StarPU Handbook - StarPU Applications
CUDA Extensions

Macros

#define STARPU_USE_CUDA
 
#define STARPU_HAVE_LIBNVIDIA_ML
 
#define STARPU_MAXCUDADEVS
 
#define STARPU_CUBLAS_REPORT_ERROR(status)
 
#define STARPU_CUDA_REPORT_ERROR(status)
 

Functions

void starpu_cublas_report_error (const char *func, const char *file, int line, int status)
 
void starpu_cuda_report_error (const char *func, const char *file, int line, cudaError_t status)
 
cudaStream_t starpu_cuda_get_local_stream (void)
 
const struct cudaDeviceProp * starpu_cuda_get_device_properties (unsigned workerid)
 
int starpu_cuda_copy_async_sync (void *src_ptr, unsigned src_node, void *dst_ptr, unsigned dst_node, size_t ssize, cudaStream_t stream, enum cudaMemcpyKind kind)
 
int starpu_cuda_copy2d_async_sync (void *src_ptr, unsigned src_node, void *dst_ptr, unsigned dst_node, size_t blocksize, size_t numblocks, size_t ld_src, size_t ld_dst, cudaStream_t stream, enum cudaMemcpyKind kind)
 
int starpu_cuda_copy3d_async_sync (void *src_ptr, unsigned src_node, void *dst_ptr, unsigned dst_node, size_t blocksize, size_t numblocks_1, size_t ld1_src, size_t ld1_dst, size_t numblocks_2, size_t ld2_src, size_t ld2_dst, cudaStream_t stream, enum cudaMemcpyKind kind)
 
void starpu_cuda_set_device (unsigned devid)
 
nvmlDevice_t starpu_cuda_get_nvmldev (unsigned devid)
 
void starpu_cusparse_init (void)
 
void starpu_cusparse_shutdown (void)
 
cusparseHandle_t starpu_cusparse_get_local_handle (void)
 
void starpu_cublas_init (void)
 
void starpu_cublas_set_stream (void)
 
void starpu_cublas_shutdown (void)
 
cublasHandle_t starpu_cublas_get_local_handle (void)
 
void starpu_cusolver_init (void)
 
void starpu_cusolver_shutdown (void)
 
cusolverDnHandle_t starpu_cusolverDn_get_local_handle (void)
 
cusolverSpHandle_t starpu_cusolverSp_get_local_handle (void)
 
cusolverRfHandle_t starpu_cusolverRf_get_local_handle (void)
 

Detailed Description

Macro Definition Documentation

◆ STARPU_USE_CUDA

#define STARPU_USE_CUDA

Defined when StarPU has been installed with CUDA support.
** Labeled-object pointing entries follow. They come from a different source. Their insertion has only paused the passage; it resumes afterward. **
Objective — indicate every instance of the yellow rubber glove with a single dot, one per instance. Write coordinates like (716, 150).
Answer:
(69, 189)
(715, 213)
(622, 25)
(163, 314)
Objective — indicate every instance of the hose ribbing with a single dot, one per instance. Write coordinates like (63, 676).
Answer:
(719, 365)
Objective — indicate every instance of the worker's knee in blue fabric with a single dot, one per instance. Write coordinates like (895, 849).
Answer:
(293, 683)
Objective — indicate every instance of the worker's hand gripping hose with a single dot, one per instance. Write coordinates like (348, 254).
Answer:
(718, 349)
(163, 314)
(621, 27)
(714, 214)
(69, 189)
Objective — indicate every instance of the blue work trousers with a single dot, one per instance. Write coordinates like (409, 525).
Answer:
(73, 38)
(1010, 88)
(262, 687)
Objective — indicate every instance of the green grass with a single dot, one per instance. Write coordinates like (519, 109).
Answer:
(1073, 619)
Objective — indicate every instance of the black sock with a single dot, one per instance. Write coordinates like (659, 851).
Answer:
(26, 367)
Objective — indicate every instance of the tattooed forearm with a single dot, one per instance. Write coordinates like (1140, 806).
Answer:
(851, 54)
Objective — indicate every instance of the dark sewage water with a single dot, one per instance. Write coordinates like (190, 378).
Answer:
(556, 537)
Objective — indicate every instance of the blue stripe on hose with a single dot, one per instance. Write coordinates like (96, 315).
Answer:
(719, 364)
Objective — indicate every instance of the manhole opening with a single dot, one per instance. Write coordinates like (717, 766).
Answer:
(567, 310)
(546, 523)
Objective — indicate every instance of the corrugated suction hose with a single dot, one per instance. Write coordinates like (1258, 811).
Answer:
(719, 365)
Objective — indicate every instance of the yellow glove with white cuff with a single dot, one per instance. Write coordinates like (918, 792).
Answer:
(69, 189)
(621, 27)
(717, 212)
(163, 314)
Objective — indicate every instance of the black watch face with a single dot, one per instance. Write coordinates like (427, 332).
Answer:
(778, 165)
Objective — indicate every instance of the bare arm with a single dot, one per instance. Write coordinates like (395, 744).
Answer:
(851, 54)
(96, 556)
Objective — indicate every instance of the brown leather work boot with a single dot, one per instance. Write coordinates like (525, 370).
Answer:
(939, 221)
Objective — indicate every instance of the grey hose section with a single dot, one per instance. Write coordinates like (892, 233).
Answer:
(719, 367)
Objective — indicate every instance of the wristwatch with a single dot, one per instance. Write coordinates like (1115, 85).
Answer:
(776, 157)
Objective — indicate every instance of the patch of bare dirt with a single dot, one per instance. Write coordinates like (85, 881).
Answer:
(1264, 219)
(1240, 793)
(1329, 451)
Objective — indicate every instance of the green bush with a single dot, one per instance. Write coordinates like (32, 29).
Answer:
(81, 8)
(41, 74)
It should be used in your code to detect the availability of CUDA.

◆ STARPU_HAVE_LIBNVIDIA_ML

#define STARPU_HAVE_LIBNVIDIA_ML

Defined when StarPU has been installed with NVidia-ML support. It should be used in your code to detect the availability of NVML-related functions.

◆ STARPU_MAXCUDADEVS

#define STARPU_MAXCUDADEVS

Define the maximum number of CUDA devices that are supported by StarPU.

◆ STARPU_CUBLAS_REPORT_ERROR

#define STARPU_CUBLAS_REPORT_ERROR (   status)

Call starpu_cublas_report_error(), passing the current function, file and line position.

◆ STARPU_CUDA_REPORT_ERROR

#define STARPU_CUDA_REPORT_ERROR (   status)

Call starpu_cuda_report_error(), passing the current function, file and line position.

Function Documentation

◆ starpu_cusparse_init()

void starpu_cusparse_init ( void  )

Initialize CUSPARSE on every CUDA device controlled by StarPU. This call blocks until CUSPARSE has been properly initialized on every device. See CUDA-specificOptimizations for more details.

◆ starpu_cublas_init()

void starpu_cublas_init ( void  )

Initialize CUBLAS on every CUDA device. The CUBLAS library must be initialized prior to any CUBLAS call. Calling starpu_cublas_init() will initialize CUBLAS on every CUDA device controlled by StarPU. This call blocks until CUBLAS has been properly initialized on every device. See CUDA-specificOptimizations for more details.

◆ starpu_cublas_get_local_handle()

cublasHandle_t starpu_cublas_get_local_handle ( void  )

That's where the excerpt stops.